Was hingegen die Gewerbsmäßigkeit der Ausübung der Unzucht anlangt, so trifft die Rechtsauffassung der Beschwerdeführerin zu, daß nur die öffentliche Prostitution unter Strafe gestellt werden darf. Das Gesetz sieht dementsprechend auch nur das Verbot der Ausübung der gewerbsmäßigen Unzucht und das Anbieten hiezu vor. Dabei wohnt dem Begriff der Gewerbsmäßigkeit das Merkmal der Öffentlichkeit inne (vgl. das Erkenntnis des Verfassungsgerichtshofes vom 11. Oktober 1980, Slg. Nr. 8907, wonach durch die Gewerbsmäßigkeit der Unzucht die sexuelle Betätigung aufhört, eine private zu sein, da einer unbeschränkten Öffentlichkeit die Kenntnisnahme möglich ist). Im Beschwerdefall erfolgte auf dem Boden des mängelfrei festgestellten Sachverhaltes die Anbahnungshandlung auf der Straße vor dem erwähnten Haus, somit in der Öffentlichkeit. Die behauptete Privatheit der sexuellen Handlung liegt daher nicht vor und steht hier der Annahme der Gewerbsmäßigkeit nicht entgegen. Auf Grund der Entgeltlichkeit, der eigenen Angaben der Beschwerdeführerin, (nebenbei) als Prostituierte zu arbeiten und der Tatsache einer einschlägigen früheren Bestrafung, durfte die belangte Behörde auf die Absicht, sich durch die wiederkehrende Ausübung der Unzucht eine fortlaufende Einnahme zu verschaffen, schließen (vgl. das hg. Erkenntnis vom 7. März 1983, Zl. 83/10/0052 = ZfVB 1984/1/149). Es war daher nicht verfehlt, das Tatbestandsmoment der Gewerbsmäßigkeit im Sinne des § 4 Abs. 1 und 3 Vlbg SittenPolG als erfüllt anzusehen.

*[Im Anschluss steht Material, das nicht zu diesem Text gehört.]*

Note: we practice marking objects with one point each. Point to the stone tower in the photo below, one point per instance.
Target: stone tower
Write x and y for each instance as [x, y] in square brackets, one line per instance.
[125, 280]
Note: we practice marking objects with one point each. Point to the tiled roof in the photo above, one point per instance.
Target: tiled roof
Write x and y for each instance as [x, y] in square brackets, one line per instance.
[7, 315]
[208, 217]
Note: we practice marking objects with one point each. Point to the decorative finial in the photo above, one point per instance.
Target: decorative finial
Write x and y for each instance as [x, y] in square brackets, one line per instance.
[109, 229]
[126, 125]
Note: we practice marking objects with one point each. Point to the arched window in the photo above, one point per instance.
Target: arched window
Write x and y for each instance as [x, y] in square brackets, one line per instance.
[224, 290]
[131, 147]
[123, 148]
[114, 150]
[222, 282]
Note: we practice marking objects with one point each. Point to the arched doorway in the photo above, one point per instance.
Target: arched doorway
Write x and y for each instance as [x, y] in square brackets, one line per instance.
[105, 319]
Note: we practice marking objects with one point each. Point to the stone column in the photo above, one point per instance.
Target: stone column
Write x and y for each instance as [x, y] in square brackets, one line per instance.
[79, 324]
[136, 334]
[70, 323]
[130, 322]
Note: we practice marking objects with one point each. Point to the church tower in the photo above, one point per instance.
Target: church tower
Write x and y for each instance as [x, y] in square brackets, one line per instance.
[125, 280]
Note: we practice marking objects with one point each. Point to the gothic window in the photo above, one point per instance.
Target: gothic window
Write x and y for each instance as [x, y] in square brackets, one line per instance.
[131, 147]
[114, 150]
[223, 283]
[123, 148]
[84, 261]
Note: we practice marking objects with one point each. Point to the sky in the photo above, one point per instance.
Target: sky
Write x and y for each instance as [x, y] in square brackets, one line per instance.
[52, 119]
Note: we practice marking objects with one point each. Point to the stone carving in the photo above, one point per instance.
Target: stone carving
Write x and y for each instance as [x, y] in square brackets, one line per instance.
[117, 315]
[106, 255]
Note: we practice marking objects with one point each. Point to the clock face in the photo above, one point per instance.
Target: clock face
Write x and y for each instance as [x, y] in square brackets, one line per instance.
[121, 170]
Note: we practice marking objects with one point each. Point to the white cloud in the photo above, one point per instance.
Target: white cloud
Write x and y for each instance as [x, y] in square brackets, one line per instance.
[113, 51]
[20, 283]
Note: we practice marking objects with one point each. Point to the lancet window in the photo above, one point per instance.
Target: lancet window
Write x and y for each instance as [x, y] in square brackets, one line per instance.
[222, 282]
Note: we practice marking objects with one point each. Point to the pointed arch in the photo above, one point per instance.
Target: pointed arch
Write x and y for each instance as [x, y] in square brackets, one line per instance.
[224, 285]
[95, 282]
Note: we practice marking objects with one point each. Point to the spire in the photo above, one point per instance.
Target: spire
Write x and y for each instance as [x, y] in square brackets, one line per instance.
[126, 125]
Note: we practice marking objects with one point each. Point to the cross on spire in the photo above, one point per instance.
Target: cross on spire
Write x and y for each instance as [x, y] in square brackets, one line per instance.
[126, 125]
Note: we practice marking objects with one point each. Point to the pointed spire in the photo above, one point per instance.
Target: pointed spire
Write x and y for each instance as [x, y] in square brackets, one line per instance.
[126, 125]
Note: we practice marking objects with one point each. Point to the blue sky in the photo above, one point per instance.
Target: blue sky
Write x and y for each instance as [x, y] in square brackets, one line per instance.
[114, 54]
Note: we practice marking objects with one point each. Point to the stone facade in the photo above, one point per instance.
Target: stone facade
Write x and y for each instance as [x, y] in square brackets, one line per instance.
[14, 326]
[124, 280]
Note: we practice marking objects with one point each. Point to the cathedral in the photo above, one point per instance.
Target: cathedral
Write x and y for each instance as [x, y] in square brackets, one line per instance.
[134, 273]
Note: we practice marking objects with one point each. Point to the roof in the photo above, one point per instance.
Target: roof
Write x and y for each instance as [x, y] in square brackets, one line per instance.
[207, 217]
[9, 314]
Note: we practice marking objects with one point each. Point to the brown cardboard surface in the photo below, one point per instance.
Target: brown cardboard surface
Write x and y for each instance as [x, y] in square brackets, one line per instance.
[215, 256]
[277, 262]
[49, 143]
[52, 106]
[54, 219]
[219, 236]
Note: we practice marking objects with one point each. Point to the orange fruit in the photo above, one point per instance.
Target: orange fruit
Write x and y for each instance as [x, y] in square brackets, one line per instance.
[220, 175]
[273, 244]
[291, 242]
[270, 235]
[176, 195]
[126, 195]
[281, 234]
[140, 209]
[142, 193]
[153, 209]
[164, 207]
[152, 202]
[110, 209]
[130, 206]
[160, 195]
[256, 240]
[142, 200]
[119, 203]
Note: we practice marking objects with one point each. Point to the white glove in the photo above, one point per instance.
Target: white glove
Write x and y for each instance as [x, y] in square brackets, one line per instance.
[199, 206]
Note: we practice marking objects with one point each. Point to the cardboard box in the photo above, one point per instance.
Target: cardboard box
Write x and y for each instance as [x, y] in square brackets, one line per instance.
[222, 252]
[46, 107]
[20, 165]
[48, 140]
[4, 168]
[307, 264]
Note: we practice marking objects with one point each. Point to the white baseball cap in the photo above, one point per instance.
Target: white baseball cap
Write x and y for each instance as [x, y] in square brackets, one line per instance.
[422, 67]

2.3.1. Der Verwaltungsgerichtshof vermag auch die Rechtsauffassung der Beschwerdeführerin nicht zu teilen, daß die verhängte Strafe angesichts des gesetzlichen Strafrahmens von bis zu S 30.000,-- an Geldstrafe, gegen den verfassungsrechtliche Bedenken aus Anlaß des Beschwerdefalles, etwa wegen des behaupteten krassen Mißverhältnisses zum gerichtlichen Strafrecht, nicht entstanden sind, "an sich exzessiv" wäre.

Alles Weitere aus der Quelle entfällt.